PARAMETER GUIDELINES FOR rnsc, rnscconvert, and rnscfilter

%%%%%%%%%%%
RNSC
%%%%%%%%%%%

	rnsc -g GraphFilename
	     [-o OutputFilename]
	     [-i InputFilename]
	     [-c MaxNumberOfClusters]
	     [-t TabuLength]
	     [-n NaiveStoppingTolerance]
	     [-N ScaledStoppingTolerance]
	     [-e NumberOfExperiments]
	     [-D DiversificationFrequency]
	     [-d DiversificationLength]
	     [-s]


-g GraphFilename
	Required.  Sets the filename of the input graph.
	
-o OutputFilename
	Sets the output filename for the RNSC clustering.  Default is out.rnsc.
	
-i InputFilename
	If defined, sets the input filename for an RNSC clustering to use as the algorithm's
	initial clustering.  The initial clustering is random by default.
	
-c MaxNumberOfClusters
	Integer.  Sets the maximum number of clusters to be used by the algorithm.  Useful in
	forcing larger clusters when clustering a sparse graph.  Default is the number of
	vertices in the graph.
	
-t TabuLength
	Integer.  Sets the length of the tabu list.  The tabu list is a first-in-first-out list
	of recently moved vertices; a vertex will not be moved if it is in the tabu list.  n/50
	is generally an appropriate value, where n is the number of vertices in the graph.
	
-n NaiveStoppingTolerance
	Integer.  Sets the naive stopping tolerance.  When RNSC makes this many moves in the
	naive scheme without improving its optimal clustering, it will quit the naive scheme
	and move on to the scaled scheme.
	
-N ScaledStoppingTolerance
	Integer.  Sets the scaled stopping tolerance.  When RNSC makes this many moves in the
	scaled scheme without improving its optimal clustering, it will quit the scaled scheme
	and terminate the experiment.
	
-e NumberOfExperiments
	Integer.  Sets the number of experiments (i.e. runs) that RNSC will perform.  Since
	RNSC is a stochastic algorithm, more experiments will generally lead to better optimal
	solutions.  The default value is 1, but this can be improved to the user's taste and
	time constraints.
	
-D DiversificationFrequency
	Integer.  Sets the shuffling diversification period, i.e. how often the clustering is
	"shuffled", in moves.  We recommend a value of about 100.
	
-d DiversificationLength
	Integer.  Sets the number of random moves made in a diversification phase.  One tenth
	the diversification period is generally an appropriate value.
	
-s 
	Setting this flag skips the naive scheme altogether.  This should be used only if an
	input clustering is specified.
	


%%%%%%%%%%%
RNSCCONVERT
%%%%%%%%%%%

	rnscconvert -g OutputGraphFilename
	            -i InputEdgelistFilename
	            -n OutputNameFilename

These parameters specify the input/output filenames and are self-explanatory.




%%%%%%%%%%%
RNSCFILTER
%%%%%%%%%%% 


	rnscfilter -g GraphFilename
	           -c ClusteringFilename
	           [-n NameFilename]
	           [-o OutputFilename]
	           [-s SizeCutoff]
	           [-d DensityCutoff]
	           [-p PValueCutoff]


The input parameters for filter are simple and fall into two categories.  The
first type specifies input and output filenames.  The second type specifies the
size, density, and functional homogeneity P-values.  

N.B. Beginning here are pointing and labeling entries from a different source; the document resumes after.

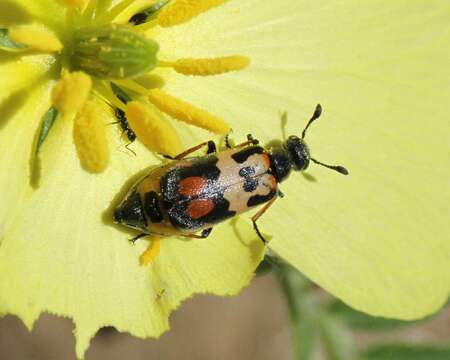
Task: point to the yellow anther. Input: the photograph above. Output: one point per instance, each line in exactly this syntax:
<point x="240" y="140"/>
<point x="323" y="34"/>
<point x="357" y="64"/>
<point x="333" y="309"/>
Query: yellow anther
<point x="90" y="138"/>
<point x="79" y="4"/>
<point x="71" y="92"/>
<point x="151" y="252"/>
<point x="205" y="67"/>
<point x="181" y="11"/>
<point x="188" y="113"/>
<point x="152" y="129"/>
<point x="35" y="37"/>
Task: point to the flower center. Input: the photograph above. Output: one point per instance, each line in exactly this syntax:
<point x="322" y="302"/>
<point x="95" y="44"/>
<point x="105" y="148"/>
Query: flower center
<point x="103" y="59"/>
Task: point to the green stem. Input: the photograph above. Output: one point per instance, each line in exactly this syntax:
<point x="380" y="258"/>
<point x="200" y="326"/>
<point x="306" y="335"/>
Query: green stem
<point x="302" y="308"/>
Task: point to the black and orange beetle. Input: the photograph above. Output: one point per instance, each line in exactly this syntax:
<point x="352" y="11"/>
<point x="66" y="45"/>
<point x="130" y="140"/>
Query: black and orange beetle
<point x="188" y="196"/>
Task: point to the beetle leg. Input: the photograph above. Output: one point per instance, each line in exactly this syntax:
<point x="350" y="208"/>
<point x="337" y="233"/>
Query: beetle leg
<point x="205" y="233"/>
<point x="128" y="148"/>
<point x="137" y="237"/>
<point x="211" y="149"/>
<point x="250" y="141"/>
<point x="258" y="215"/>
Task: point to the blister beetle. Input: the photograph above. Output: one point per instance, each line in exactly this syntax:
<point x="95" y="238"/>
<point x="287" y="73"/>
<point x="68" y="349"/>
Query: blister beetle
<point x="189" y="195"/>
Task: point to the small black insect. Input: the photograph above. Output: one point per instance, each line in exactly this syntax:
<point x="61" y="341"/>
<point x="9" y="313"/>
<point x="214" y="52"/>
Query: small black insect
<point x="148" y="14"/>
<point x="120" y="114"/>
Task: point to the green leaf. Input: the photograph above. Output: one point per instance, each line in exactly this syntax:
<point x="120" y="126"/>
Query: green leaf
<point x="407" y="352"/>
<point x="360" y="321"/>
<point x="7" y="44"/>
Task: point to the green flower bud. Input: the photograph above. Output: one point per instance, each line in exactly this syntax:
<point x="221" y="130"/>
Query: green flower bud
<point x="113" y="52"/>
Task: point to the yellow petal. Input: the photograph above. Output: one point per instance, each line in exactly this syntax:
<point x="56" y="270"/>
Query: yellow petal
<point x="181" y="11"/>
<point x="152" y="130"/>
<point x="93" y="268"/>
<point x="379" y="238"/>
<point x="35" y="37"/>
<point x="71" y="92"/>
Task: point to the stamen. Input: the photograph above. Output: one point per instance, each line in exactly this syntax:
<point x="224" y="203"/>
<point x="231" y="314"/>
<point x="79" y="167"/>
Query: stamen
<point x="79" y="4"/>
<point x="152" y="130"/>
<point x="89" y="135"/>
<point x="36" y="37"/>
<point x="71" y="92"/>
<point x="188" y="113"/>
<point x="205" y="67"/>
<point x="181" y="11"/>
<point x="151" y="252"/>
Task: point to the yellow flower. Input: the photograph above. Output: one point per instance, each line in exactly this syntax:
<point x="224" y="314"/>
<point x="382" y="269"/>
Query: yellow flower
<point x="378" y="239"/>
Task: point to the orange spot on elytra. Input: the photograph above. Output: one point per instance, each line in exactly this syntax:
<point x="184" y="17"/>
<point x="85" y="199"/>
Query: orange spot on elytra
<point x="266" y="160"/>
<point x="273" y="181"/>
<point x="199" y="207"/>
<point x="191" y="186"/>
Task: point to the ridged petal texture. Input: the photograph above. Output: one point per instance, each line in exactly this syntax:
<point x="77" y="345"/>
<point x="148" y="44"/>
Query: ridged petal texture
<point x="378" y="239"/>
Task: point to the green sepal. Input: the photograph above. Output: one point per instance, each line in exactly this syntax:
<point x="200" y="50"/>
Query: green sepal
<point x="120" y="93"/>
<point x="47" y="122"/>
<point x="7" y="44"/>
<point x="113" y="52"/>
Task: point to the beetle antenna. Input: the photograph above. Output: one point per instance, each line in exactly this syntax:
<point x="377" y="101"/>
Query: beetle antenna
<point x="340" y="169"/>
<point x="316" y="115"/>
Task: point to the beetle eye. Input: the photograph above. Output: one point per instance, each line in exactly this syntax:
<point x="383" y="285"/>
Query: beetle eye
<point x="130" y="212"/>
<point x="298" y="151"/>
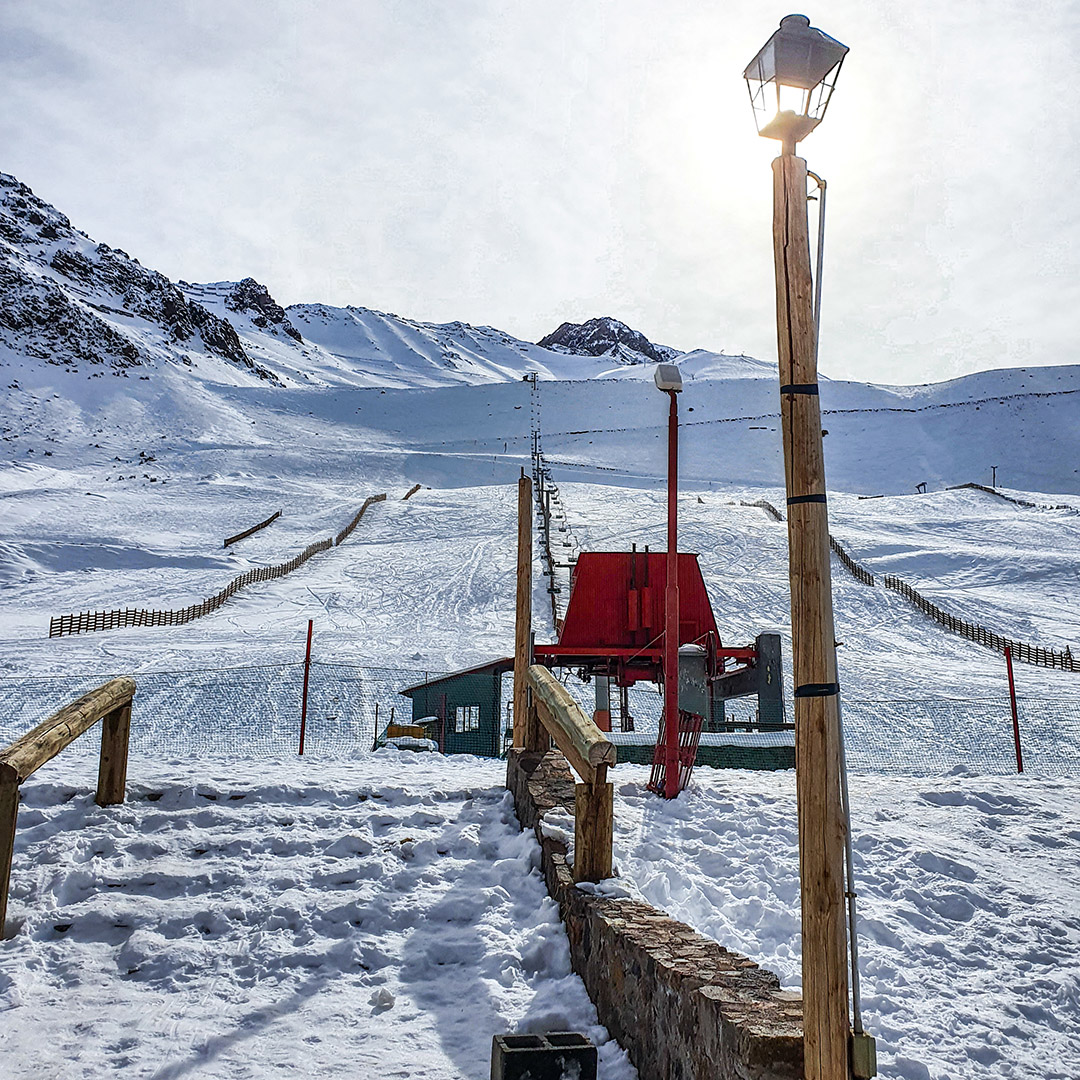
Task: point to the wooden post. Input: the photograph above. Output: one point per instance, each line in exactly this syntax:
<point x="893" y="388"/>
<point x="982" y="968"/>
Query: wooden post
<point x="9" y="810"/>
<point x="112" y="768"/>
<point x="523" y="621"/>
<point x="304" y="699"/>
<point x="593" y="826"/>
<point x="1012" y="701"/>
<point x="826" y="1027"/>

The following two parameters are required:

-g filename	
	The graph filename specifies the RNSC input graph whose clustering we are analyzing.
	
-c filename	
	The clustering filename specifies the file where the RNSC output clustering is saved.

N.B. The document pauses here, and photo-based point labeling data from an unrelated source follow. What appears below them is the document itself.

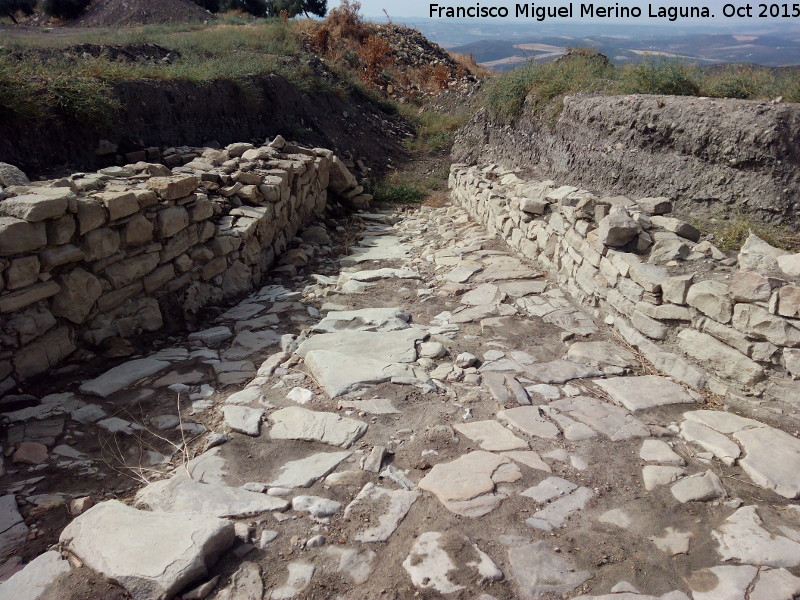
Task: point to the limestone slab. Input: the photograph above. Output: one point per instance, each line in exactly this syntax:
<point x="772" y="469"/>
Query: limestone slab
<point x="645" y="391"/>
<point x="152" y="555"/>
<point x="296" y="423"/>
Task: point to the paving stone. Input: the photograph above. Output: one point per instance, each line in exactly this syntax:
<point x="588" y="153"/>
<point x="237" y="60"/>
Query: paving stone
<point x="305" y="471"/>
<point x="180" y="494"/>
<point x="556" y="513"/>
<point x="616" y="516"/>
<point x="445" y="561"/>
<point x="560" y="371"/>
<point x="389" y="346"/>
<point x="295" y="423"/>
<point x="340" y="374"/>
<point x="298" y="579"/>
<point x="490" y="435"/>
<point x="760" y="445"/>
<point x="243" y="419"/>
<point x="601" y="354"/>
<point x="656" y="475"/>
<point x="379" y="511"/>
<point x="537" y="571"/>
<point x="109" y="537"/>
<point x="366" y="319"/>
<point x="13" y="530"/>
<point x="722" y="583"/>
<point x="375" y="406"/>
<point x="660" y="452"/>
<point x="743" y="539"/>
<point x="466" y="485"/>
<point x="315" y="505"/>
<point x="31" y="582"/>
<point x="123" y="376"/>
<point x="528" y="420"/>
<point x="549" y="489"/>
<point x="612" y="421"/>
<point x="645" y="391"/>
<point x="355" y="563"/>
<point x="245" y="584"/>
<point x="529" y="458"/>
<point x="673" y="542"/>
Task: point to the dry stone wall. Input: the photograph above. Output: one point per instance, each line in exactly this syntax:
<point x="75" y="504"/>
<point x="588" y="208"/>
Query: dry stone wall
<point x="118" y="252"/>
<point x="702" y="317"/>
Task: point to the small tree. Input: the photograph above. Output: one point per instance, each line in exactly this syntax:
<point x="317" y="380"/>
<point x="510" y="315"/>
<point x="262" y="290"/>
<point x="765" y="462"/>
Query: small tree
<point x="64" y="9"/>
<point x="259" y="8"/>
<point x="296" y="7"/>
<point x="9" y="8"/>
<point x="209" y="5"/>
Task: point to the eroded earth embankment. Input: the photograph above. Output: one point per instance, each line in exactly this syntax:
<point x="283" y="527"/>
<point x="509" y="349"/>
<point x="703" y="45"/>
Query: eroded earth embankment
<point x="708" y="155"/>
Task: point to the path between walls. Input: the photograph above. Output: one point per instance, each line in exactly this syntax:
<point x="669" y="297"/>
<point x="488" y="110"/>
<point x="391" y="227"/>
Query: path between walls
<point x="447" y="422"/>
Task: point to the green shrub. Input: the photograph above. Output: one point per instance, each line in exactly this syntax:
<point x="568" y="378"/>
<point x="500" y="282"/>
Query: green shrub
<point x="660" y="76"/>
<point x="580" y="70"/>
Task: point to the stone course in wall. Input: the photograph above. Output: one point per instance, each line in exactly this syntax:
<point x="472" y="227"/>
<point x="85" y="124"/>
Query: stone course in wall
<point x="704" y="318"/>
<point x="108" y="254"/>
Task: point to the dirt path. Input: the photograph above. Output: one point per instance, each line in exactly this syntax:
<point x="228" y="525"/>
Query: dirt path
<point x="427" y="416"/>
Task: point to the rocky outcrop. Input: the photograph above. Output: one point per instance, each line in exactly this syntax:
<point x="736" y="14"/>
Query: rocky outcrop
<point x="116" y="253"/>
<point x="707" y="154"/>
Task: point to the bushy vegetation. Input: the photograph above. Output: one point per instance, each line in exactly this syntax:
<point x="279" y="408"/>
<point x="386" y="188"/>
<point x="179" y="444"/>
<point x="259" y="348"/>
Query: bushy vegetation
<point x="64" y="9"/>
<point x="729" y="232"/>
<point x="10" y="8"/>
<point x="539" y="87"/>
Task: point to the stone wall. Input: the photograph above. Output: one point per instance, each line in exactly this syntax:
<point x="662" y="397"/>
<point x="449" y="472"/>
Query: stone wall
<point x="118" y="252"/>
<point x="695" y="313"/>
<point x="707" y="154"/>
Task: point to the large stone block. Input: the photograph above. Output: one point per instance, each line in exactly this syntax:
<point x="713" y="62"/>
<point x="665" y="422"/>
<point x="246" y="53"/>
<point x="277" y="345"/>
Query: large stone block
<point x="91" y="215"/>
<point x="44" y="353"/>
<point x="172" y="220"/>
<point x="172" y="188"/>
<point x="60" y="255"/>
<point x="119" y="204"/>
<point x="100" y="243"/>
<point x="18" y="236"/>
<point x="723" y="359"/>
<point x="37" y="207"/>
<point x="789" y="301"/>
<point x="79" y="291"/>
<point x="126" y="271"/>
<point x="711" y="298"/>
<point x="22" y="272"/>
<point x="759" y="323"/>
<point x="20" y="299"/>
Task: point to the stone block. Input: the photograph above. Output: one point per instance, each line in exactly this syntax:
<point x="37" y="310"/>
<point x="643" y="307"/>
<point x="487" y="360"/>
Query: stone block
<point x="61" y="230"/>
<point x="126" y="271"/>
<point x="171" y="221"/>
<point x="723" y="359"/>
<point x="100" y="243"/>
<point x="20" y="299"/>
<point x="61" y="255"/>
<point x="172" y="188"/>
<point x="22" y="272"/>
<point x="137" y="231"/>
<point x="119" y="204"/>
<point x="759" y="323"/>
<point x="37" y="207"/>
<point x="18" y="236"/>
<point x="711" y="298"/>
<point x="789" y="301"/>
<point x="79" y="291"/>
<point x="91" y="215"/>
<point x="44" y="353"/>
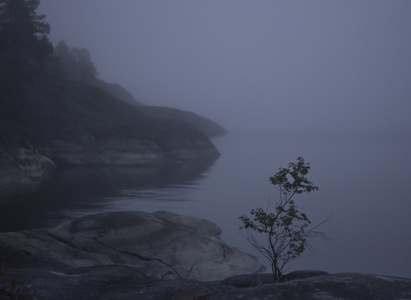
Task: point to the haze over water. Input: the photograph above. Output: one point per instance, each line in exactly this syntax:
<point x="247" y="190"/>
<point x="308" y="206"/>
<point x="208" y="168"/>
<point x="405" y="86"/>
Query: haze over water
<point x="364" y="190"/>
<point x="327" y="80"/>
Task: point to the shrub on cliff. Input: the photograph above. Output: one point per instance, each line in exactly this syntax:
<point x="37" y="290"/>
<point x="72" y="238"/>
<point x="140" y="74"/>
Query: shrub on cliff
<point x="286" y="229"/>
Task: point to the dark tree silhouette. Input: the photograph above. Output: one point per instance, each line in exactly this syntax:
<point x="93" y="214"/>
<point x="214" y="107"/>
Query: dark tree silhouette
<point x="23" y="36"/>
<point x="75" y="63"/>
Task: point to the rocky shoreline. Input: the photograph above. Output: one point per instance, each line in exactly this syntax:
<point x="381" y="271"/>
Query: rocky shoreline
<point x="160" y="255"/>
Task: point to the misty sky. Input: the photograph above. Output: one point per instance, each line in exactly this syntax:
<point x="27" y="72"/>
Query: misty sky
<point x="304" y="65"/>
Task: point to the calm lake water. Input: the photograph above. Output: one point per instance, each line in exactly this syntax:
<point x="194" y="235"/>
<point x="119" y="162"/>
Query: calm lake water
<point x="364" y="180"/>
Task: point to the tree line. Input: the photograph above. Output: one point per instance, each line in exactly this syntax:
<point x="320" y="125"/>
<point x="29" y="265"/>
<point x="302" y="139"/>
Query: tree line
<point x="25" y="48"/>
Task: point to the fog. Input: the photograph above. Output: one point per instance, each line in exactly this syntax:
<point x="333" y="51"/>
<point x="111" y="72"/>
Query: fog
<point x="285" y="65"/>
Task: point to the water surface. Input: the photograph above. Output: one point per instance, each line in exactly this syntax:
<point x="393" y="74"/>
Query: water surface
<point x="364" y="182"/>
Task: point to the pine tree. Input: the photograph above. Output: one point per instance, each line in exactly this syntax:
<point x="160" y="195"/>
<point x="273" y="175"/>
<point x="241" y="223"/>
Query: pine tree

The remaining parameters are optional:
-n filename
	The name filename specifies the location of the file in which protein names and
	functions are stored.  If none is specified, filter will use the original RNSC numerical
	node labels and each protein will have function “U”, or unknown.
	
-o filename
	The output filename specifies the name of the file to which predicted complexes are
	written.  Default is output.txt.
	
-s integer
	The size cut-off is an integer; clusters smaller than this integer will not be output.
	Default value is 0.
	
-d float
  	The density cut-off is a floating point number (i.e., decimal).  Clusters with density
	less than this number will not be output.  Default value is 0.
	
-p float
  	The P-value cut-off is a floating point number.  It is possible to use a decimal
	(e.g. 0.001) or scientific notation (e.g., 1e 3).  Clusters with functional homogeneity
	P-value above this parameter will not be output.  Default is 1.
	
Note: If no name file is specified, every protein will have function “U” and therefore every
cluster will have P value 1, so this flag should not be used unless a name file is specified.